The Submarine doesn’t have to move, and in the slim chance it has to, there are other locations it can go. At the Quayside Sale/Festival, I overheard Councillor Harper talking about the bridge with a concerned citizen, and addressing concerns that the “Submarine Park” was going to be removed. He said: “do you really think this Council is going to vote to remove a park?” The question may have been rhetorical, but it seemed to stump the questioner…
Lest I am seen as always writing negative stuff here, bitching and complaining about the state of our environment, I thought I would point out some local positives today. (back to complaints tomorrow…)
It is great to read that City Hall (both the elected folk and the Staff) are publicly saying what much of the public has been saying since the UBE situation first cropped up last year. The end of the UBE and the indefinite future of the NFPR could have very positive consequences for New Westminster. Instead of our waterfront being defined as a through-fare for trucks moving containers from “Port Facilities” to places like Port Coquitlam and Port Kells and Port Mann, it can be a place where businesses grow, where people walk, where taxes are paid, and where the Downtown meets the waterfront. (Notably, this can all be done without spending a billion dollars putting vehicles in the fancy tunnels that would only result in increased traffic chaos at each end). Think the Quays of Old Port Montreal or the Peoria Waterfront, (which both have rails near the waterfront) or Spokane, or any of a dozen other examples of cities that have reconnected with their River Waterfront.
Then this rather fanciful story comes out. It looks very preliminary, but there may some real niche markets for this service. Driving from PoCo by the old Gillnetter Pub to the Canada Line in Richmond is only 35 km by road, but takes the best part of an hour during rush hour. The same trip by Transit takes a bus, Skytrain and Canada Line, and more than an hour and a half (and a three-zone fare). The same trip by high-speed catamaran, about 25km of River, could take less than an hour.
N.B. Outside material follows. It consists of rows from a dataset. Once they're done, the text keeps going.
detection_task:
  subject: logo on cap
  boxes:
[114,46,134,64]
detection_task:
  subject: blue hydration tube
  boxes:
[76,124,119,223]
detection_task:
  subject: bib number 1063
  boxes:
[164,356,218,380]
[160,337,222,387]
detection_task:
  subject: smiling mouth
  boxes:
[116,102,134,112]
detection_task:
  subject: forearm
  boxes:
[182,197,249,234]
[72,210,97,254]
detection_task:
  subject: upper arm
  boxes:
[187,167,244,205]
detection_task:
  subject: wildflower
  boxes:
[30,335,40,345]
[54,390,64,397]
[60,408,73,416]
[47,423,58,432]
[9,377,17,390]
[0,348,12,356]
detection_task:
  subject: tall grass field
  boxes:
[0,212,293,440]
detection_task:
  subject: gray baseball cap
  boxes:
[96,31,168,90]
But yes, it is preliminary. I wonder what the economic reality is, with it apparently costing $1000/hr to run one of these boats, and an estimated (by me) seating capacity of 100 people, you need to charge $10 for a one-way trip to break even, and sell out every trip. I also wonder about how fast the actual ferries could go. There are off-the-shelf cats that can do 25 knots (~40 km/h) in good conditions, but the Fraser is both narrow in places and laden with logs and other debris. Popping a 3-foot diameter log at 40 km/h is going to be a bad day for the engineer in charge.
As a mass transit system, this might be wanting. As a niche market to connect poorly-connected hubs, there is potential. But I wonder what those hubs are…
But funny how we don’t think about the transportation markets that already operate on the River. I was sitting at the beer garden during Fraser Fest, listening to The NWSS band play some kicking R&B (I do love a 4-piece horn section), and I noticed this guy leaving the Southminster Dock in Surrey. They run barges of trailers to Vancouver Island a few times a day. Each barge carries 40 or so trailers. No doubt a more economic approach than having 40 trucks and drivers sitting in a BC ferry line-up.
I also a saw a barge load of rock rip-rap, enough to fill 100 trucks.
And a barge full of sorted gravel, enough to fill another 100 trucks.
3 tug boats doing the work of 240 trucks. This is the future of our waterfront, folks.
Finally, researching this topic, I ran into a new (to me) blog in New Westminster. I don’t know who this guy is, but it looks like he has been at it for a while, and he recently quoted Phil Plait, so he must be a gentleman and a scholar. Go over there and give him a read and a comment. We can forgive him for being from Toronto; you can’t choose where you are born, you can only choose where you live!